« Aucune porte n’est fermée » dans les discussions relatives au métier enseignant, a affirmé lundi Vincent Peillon, à l’occasion de l’ouverture des négociations. S’il s’est dit globalement « optimiste » sur le déroulement des discussions, le ministre de l’Education nationale a évoqué des « obstacles » liés aux « conservatismes ».

Décharge des enseignants de ZEP

Ces conservatismes « sont en train de s’organiser en ce moment même », a souligné le ministre, évoquant les classes préparatoires aux grandes écoles.

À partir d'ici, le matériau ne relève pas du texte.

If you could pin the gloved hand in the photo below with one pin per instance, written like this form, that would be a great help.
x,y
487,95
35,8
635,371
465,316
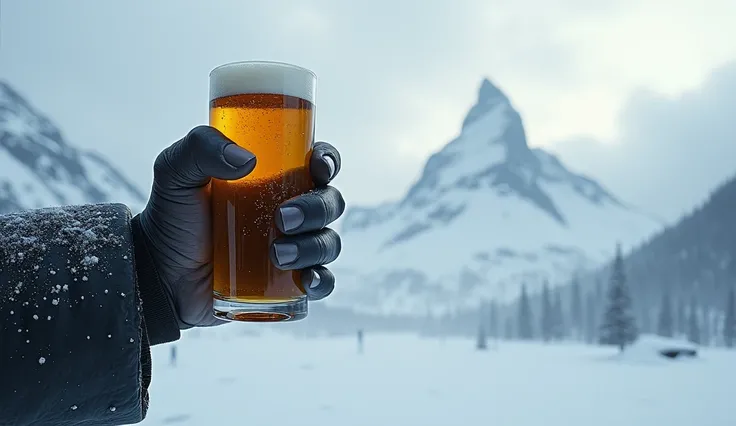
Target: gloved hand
x,y
177,227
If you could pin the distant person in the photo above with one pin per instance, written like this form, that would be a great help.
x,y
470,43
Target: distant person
x,y
173,356
86,290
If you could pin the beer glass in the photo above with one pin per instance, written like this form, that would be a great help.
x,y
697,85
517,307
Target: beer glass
x,y
268,109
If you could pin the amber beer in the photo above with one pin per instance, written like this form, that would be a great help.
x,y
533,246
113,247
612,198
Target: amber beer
x,y
267,108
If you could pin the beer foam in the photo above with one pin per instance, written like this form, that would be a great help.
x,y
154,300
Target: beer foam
x,y
241,78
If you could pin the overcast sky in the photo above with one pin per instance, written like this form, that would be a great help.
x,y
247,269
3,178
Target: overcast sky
x,y
640,95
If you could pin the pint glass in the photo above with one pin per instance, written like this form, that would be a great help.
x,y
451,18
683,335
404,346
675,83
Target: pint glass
x,y
267,108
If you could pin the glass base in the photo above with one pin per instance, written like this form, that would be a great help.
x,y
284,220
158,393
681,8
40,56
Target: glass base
x,y
233,310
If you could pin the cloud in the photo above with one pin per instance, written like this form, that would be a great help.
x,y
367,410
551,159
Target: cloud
x,y
395,78
671,151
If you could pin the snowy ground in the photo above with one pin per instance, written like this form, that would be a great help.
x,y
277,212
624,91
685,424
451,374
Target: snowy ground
x,y
224,377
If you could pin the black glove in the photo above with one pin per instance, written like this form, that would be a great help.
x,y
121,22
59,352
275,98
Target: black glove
x,y
177,229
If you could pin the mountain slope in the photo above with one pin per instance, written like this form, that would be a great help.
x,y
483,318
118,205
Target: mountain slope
x,y
39,168
693,260
487,214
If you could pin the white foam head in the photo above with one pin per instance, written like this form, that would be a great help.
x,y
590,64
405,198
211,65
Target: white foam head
x,y
240,78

Selon Le Monde, Vincent Peillon proposerait entre autres de décharger les enseignants travaillant en zone prioritaire au détriment des professeurs de prépa. Certains profs de ZEP auraient ainsi 1h30 à 2h de cours en moins par semaine. Il s’agirait en fait, selon le quotidien, « de repenser tout le système des avantages et des décharges pour qu’il soit transparent et justifié ». Et le nouveau système n’avantagerait pas les enseignants de prépa, puisqu’il « conduirait à une perte de revenu de 10 % à 15 % pour la majorité » d’entre eux, selon Dominique Schiltz, du syndicat Snalc.

Des discussions autour des ORS

D’autres « sujets lourds » seront abordés lors des discussions, comme les obligations réglementaires de service des enseignants. « Le travail ne se limite pas au face à face avec élève. On n’a jamais été capable de définir ces nouvelles missions et » de voir « dans quelles mesures elles relèvent des ORS », a déploré Vincent Peillon, considérant que « si nous y arrivons, […] ce sera une avancée historique ».

Le projet annuel de performances 2014 prévoit 26,63 millions d’euros pour les nouvelles mesures catégorielles. « Mon budget est connu, nous avons à fixer des priorités », a souligné le ministre. « Si nous identifions certaines [nouvelles] tâches [des enseignants], nous trouverons les moyens de les reconnaître ».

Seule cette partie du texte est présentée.